Zoning effectively invited homeowners to look beyond their properties in ways they hadn’t. And it helped create the expectation that communities would change little over time — or that homeowners would have a say if they did.

“Prior to zoning, you didn’t ask yourself if you were buying a piece of property, ‘What’s the use of the land next to me, or down the block, or half a mile away?'” said William Fischel, an economist at Dartmouth. “Zoning becomes an opportunity for you to think outside the box of the lot lines of your own property. And people definitely start doing it.”

Americans fretted about property values in the early 20th century (and government documents at the time warned of how racial integration would harm them). But Americans didn’t broadly begin to think of homeownership as a means to create wealth until around the 1970s, when housing started to appreciate faster than many other assets. And once housing became a financial asset — the largest one many families own — homeowners began to take more seriously anything they feared would harm it, Fischel said.

“The mere possibility that a funeral home three blocks away might cause a funeral procession to go down a street just when a buyer’s there, these remote threats — almost imaginary threats — start to become more resonant,” Fischel said.

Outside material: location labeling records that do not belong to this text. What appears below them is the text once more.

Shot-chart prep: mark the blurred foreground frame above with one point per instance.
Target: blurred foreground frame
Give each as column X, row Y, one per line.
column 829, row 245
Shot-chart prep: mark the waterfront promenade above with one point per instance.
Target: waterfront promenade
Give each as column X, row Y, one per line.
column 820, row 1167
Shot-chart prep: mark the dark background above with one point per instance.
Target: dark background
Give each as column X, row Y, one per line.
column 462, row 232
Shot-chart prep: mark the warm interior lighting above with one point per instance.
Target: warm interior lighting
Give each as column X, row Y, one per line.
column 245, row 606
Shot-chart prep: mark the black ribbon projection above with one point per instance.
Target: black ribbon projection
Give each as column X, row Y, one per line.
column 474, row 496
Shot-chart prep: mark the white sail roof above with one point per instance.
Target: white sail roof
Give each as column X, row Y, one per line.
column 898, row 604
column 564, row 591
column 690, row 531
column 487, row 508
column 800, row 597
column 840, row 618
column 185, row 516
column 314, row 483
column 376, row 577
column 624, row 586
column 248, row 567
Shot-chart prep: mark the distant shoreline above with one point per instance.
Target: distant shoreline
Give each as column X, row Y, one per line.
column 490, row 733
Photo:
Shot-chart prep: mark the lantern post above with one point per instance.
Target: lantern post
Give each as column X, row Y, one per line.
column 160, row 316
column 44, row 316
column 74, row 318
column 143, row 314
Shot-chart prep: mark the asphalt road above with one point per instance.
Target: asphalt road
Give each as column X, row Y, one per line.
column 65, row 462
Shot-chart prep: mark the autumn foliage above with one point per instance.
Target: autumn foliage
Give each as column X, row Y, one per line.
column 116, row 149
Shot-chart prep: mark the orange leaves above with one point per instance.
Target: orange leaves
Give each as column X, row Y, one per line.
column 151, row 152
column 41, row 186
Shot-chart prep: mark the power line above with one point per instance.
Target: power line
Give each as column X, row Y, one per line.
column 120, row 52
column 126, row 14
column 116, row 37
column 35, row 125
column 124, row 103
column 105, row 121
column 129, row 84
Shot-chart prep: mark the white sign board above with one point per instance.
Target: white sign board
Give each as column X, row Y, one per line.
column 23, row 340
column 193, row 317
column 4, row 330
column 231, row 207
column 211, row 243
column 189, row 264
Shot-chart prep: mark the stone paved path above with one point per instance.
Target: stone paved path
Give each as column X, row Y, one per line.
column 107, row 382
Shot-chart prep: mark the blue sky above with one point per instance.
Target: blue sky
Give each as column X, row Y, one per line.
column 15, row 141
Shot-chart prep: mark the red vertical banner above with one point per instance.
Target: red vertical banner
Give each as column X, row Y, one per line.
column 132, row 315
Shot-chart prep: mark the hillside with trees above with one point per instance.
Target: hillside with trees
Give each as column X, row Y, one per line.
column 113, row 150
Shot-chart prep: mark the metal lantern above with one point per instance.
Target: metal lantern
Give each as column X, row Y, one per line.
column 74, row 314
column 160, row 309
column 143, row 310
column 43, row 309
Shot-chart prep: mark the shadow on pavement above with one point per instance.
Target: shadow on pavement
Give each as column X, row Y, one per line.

And so homeowners tried to deploy nuisance laws against funeral homes. When solar panels grew more common in the 1970s, homeowners did the same with neighbors who might block their sunlight. “That’s very different from chemical spills,” Been said of both threats.

In the 1980s, people who bought country homes claimed nuisances from the noise and smell of nearby farms, prompting “right to farm” laws. In the 1980s and 1990s, homeowners turned to gated communities to control what nuisance laws couldn’t: a community’s aesthetic, a neighbor’s pets, another property’s landscaping. In the 1990s, Been said, neighbors increasingly defended not just individual buildings against change, but also a broader sense of neighborhood “character,” with fights couched in the language of rights.

“It’s moved from just being ‘I should have a right to confront something that hurts my house’ to ‘I have an interest in this neighborhood as a whole,'” Been said.

And as residential mobility rates have declined, she suggests, Americans are staking even stronger claims to their neighborhoods, with renters now behaving in ways we once associated more with homeowners.

These forces amount to a powerful brew: Our homes have become our wealth. Racial fears linger even if they’ve become encoded in other language. Change invariably looks like a threat. And the universe of threats has broadened from the toxic spill to the garden shadow, from the property next door to the potential development five blocks over.

“We ask home equity to do so much more for us in terms of providing retirement, providing a bridge during drought years, allowing us to have collateral for other kinds of loans,” said Nathan Connolly, a historian at Johns Hopkins University. “Then you add schools and crime into the mix.”

“To the extent that people can control anything,” he said of property values, “they try to control for that.”

No wonder it has become so hard to untangle the benefits of community “ownership” from the rising harms. We want people to be invested in their neighborhoods, but not to the exclusion of anyone else who might live there, too. We want to empower neighbors to fight a trash dump, but not to halt every housing project the region needs.

“Who speaks for the community as a whole?” Been said. “I worry about that.”